L.A. Confidential (id.) – de Curtis Hanson – 1997

Posté : 28 avril, 2020 @ 8:00 dans * Thrillers US (1980-…), 1990-1999, HANSON Curtis | Pas de commentaires »

LA Confidential

En dehors des modes, en dehors du temps… Curtis Hanson signe avec cette adaptation d’un (très grand) roman de James Ellroy un polar exceptionnel, d’une intensité aussi marquante que la narration est maîtrisée. Le livre est un enchevêtrement assez inextricable d’intrigues retors (j’y reviendrai). Hanson en tire un modèle de scénario, d’une intelligence rare.

C’est le Los Angeles des années 50, comme si on y était. Cette dernière phrase semble un poncif. Mais c’est VRAIMENT le Los Angeles des années 50, comme si on y était VRAIMENT. Le L.A. glamour des avant-premières hollywoodiennes, celui des banlieues noires toutes pourries, celui de l’élégance affichée, celui de la corruption. Celui qu’on a découvert dans les romans noirs de l’époque (et depuis), plus encore que dans les films de l’époque.

A vrai dire, c’est un peu comme si Curtis Hanson donnait un corps, un aspect tangible et réaliste, à tous ces films noirs qu’on a tant aimés.

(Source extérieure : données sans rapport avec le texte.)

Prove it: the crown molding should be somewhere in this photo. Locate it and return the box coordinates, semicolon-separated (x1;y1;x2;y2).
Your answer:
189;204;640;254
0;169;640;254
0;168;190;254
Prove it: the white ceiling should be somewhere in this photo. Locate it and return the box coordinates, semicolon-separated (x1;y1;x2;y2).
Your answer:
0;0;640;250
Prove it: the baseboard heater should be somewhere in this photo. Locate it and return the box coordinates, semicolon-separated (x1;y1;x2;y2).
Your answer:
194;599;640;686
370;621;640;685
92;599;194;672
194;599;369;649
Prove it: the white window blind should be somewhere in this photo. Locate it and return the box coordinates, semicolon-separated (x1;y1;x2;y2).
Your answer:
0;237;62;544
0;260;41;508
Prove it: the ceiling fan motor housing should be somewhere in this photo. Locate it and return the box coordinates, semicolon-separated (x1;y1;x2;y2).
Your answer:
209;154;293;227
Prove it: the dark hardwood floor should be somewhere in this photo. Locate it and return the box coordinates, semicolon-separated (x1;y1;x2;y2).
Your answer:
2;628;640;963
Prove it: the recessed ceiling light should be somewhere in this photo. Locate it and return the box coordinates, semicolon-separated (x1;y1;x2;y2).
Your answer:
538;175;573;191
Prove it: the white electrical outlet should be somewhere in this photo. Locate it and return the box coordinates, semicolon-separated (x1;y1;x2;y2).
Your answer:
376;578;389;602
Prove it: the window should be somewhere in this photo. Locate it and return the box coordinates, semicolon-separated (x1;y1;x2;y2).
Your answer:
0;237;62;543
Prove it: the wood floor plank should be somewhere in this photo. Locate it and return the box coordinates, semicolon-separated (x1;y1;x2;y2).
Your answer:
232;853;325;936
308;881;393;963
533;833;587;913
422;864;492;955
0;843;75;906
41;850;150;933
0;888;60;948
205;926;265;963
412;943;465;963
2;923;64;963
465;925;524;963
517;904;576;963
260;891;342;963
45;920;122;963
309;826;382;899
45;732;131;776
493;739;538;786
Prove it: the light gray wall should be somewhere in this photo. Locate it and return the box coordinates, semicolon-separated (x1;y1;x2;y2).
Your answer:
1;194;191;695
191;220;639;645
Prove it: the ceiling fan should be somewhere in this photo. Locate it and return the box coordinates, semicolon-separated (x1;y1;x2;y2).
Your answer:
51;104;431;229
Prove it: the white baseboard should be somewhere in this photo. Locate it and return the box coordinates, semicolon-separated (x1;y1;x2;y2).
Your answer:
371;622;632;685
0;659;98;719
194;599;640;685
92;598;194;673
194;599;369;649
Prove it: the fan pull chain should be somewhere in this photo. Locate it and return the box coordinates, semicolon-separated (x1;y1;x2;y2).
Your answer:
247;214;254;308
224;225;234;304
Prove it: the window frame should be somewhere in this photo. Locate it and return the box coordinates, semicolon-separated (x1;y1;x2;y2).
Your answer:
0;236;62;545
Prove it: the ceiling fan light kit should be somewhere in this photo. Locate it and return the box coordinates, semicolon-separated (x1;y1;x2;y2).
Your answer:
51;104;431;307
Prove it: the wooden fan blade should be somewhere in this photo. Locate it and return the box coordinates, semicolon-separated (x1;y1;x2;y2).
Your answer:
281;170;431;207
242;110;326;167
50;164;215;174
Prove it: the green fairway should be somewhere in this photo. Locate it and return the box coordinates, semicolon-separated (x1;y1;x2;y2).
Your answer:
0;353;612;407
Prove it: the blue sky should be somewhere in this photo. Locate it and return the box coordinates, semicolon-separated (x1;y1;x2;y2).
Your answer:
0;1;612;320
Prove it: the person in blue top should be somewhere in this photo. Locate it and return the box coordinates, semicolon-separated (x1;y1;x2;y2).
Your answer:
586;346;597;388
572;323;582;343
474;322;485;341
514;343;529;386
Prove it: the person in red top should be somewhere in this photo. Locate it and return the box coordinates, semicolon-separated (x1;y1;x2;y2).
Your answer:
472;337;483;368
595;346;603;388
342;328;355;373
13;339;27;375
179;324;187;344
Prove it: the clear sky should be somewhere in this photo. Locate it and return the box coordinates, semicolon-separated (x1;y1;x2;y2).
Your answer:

Ceux avec Veronika Lake et Alan Ladd notamment (et bien évidemment), qui hantent l’univers d’Ellroy. Le Dahlia bleu donc, mais aussi Tueur à gages, dont on voit un passage dans l’alcôve du (superbe) personnage de Kim Basinger, prostituée apprêtée pour ressembler à Veronika.

Ce personnage, magnifique chant du cygne pour Basinger, est un peu le symbole de Los Angeles, cette ville où le glamour apparent (Veronika Lake) cache souvent une réalité bien plus glauque (Lynn Bracken, jeune femme venue d’une petite ville paumée, dont les illusions se sont heurtées à la réalité). Un second rôle, mais qui plane comme un fantôme sur tout le film.

1953. Un Noël sanglant dans les cellules d’un commissariat. Un sextuple meurtre dans un café de nuit. Trois flics radicalement différents impliqués chacun à leur niveau dans l’enquête. D’abord le très ambitieux Ed Exley (Guy Pearce), prêt à se faire tous les ennemis du monde pour gravir les échelons. Ensuite le gros bras Bud White (Russell Crowe), hanté par les violences faites aux femmes. Enfin Jack Vincennes (Kevin Spacey), flic médiatique dont la raison d’être est d’être l’expert d’une série policière à succès. Trois grands personnages, trois grands acteurs que le film révèle.

Il y a aussi le journaliste à scandale (« Hush hush ») que joue Danny De Vito, formidable, le chef mafieux Mickey Cohen (Paul Guilfoyle), le puissant homme d’affaires trouble (David Strathairn), et bien sûr le fameux Dudley Smith (James Cromwell), grand flic et symbole de la corruption et du machiavélisme de la ville. Pourrie, la ville, jusqu’à la moelle. Une ville où la frontière entre le bien et le mal est pour le moins poreuse, où la différence entre flics et gangsters repose avant tout sur le badge.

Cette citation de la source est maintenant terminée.